Od dzisiaj w posłuszeństwie, czystości i bez własności

Maciej Rajfur Maciej Rajfur

publikacja 10.10.2020 15:45

W kościele św. Antoniego na wrocławskich Karłowicach podczas uroczystej Mszy świętej trzech franciszkanów złożyło śluby wieczyste.

Od dzisiaj w posłuszeństwie, czystości i bez własności Podczas Litanii do Wszystkich Świętych bracia neoprofesi leżą krzyżem. Maciej Rajfur /Foto Gość

Profesję wieczystą w zakonie franciszkańskim złożyli:
 

  • br. Szymon Marcin Kogut (parafia pw. Matki Bożej Częstochowskiej w Lubinie - diecezja legnicka)
  • br. Francesco Baldelli (parafia pw. Matki Bożej Różańcowej w Falconara Marittima - archidiecezja Ancona-Osimo)
  • br. Michał Dariusz Guzek (parafia pw. św. Maurycego we Wrocławiu - archidiecezja wrocławia)

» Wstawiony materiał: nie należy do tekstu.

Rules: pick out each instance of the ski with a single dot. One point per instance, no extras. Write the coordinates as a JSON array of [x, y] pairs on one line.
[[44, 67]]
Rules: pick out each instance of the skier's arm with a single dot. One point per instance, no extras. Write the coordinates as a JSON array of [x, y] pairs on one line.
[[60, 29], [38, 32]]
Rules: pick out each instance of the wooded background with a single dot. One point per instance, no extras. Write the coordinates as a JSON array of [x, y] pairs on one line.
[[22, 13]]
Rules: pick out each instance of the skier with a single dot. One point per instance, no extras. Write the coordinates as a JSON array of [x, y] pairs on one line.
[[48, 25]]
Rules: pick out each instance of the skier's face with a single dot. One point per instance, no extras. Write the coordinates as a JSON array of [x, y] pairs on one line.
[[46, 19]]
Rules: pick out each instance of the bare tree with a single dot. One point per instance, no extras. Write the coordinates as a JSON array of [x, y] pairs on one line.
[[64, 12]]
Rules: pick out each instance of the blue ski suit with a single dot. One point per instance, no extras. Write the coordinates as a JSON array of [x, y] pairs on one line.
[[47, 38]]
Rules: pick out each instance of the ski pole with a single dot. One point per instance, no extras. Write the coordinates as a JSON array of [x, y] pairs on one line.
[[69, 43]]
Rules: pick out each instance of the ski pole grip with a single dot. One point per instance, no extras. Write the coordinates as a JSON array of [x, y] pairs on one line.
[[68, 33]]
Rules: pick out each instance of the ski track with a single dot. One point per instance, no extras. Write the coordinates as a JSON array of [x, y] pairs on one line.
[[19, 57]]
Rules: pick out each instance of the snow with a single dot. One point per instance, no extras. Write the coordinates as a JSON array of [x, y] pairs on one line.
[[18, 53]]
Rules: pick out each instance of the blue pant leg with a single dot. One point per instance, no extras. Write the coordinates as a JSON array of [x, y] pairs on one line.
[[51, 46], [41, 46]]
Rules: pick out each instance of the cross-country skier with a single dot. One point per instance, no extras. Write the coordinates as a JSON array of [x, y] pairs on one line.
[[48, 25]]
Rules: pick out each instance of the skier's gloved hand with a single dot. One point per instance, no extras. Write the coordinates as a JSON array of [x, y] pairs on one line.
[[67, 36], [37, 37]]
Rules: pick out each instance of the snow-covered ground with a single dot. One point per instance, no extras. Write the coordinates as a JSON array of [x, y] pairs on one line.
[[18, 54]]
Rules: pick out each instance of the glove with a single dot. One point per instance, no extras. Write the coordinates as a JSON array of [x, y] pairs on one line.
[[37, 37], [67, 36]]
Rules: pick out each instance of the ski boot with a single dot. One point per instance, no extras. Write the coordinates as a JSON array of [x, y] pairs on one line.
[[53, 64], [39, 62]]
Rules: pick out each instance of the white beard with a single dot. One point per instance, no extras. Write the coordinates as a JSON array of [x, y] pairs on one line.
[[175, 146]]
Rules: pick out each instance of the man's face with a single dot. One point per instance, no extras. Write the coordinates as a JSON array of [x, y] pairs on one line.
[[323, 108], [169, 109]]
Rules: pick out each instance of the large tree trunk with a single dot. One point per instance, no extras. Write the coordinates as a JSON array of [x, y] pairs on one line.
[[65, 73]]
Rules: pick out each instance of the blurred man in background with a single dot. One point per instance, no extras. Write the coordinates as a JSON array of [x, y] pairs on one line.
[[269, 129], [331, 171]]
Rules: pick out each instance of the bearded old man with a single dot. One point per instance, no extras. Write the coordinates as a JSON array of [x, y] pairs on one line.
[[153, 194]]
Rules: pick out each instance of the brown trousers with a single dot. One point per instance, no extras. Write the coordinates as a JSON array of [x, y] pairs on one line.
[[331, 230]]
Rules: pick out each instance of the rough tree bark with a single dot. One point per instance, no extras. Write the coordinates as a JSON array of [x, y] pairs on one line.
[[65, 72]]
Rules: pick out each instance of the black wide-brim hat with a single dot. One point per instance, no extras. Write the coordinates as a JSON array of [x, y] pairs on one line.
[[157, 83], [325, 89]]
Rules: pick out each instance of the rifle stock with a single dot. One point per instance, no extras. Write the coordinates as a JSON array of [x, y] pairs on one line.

Śluby zobowiązują zakonników, by żyli w posłuszeństwie, bez własności i w czystości.

O. Alan Brzyski OFM w homilii zaznaczył, że doświadczyć, a usłyszeć to dwie różne rzeczywistości szczególnie we współczesnych świecie.

- Często bywa tak, że człowiek bywa zaimpregnowany, odporny na Bożą łaskę. Jak drewno, które wchłania w siebie kolejne warstwy impregnatu i staje się odporne na wszelkie warunki zewnętrzne. Tak bywa i w porządku duchowym, człowiek zasklepia swoje wnętrze i nie współpracuje z łaską - porównywał prowincjał franciszkańskiej prowincji św. Jadwigi.

Przypomniał, że św. Franciszek powtarzał: miejcie się na baczności wobec kłopotów tego świata.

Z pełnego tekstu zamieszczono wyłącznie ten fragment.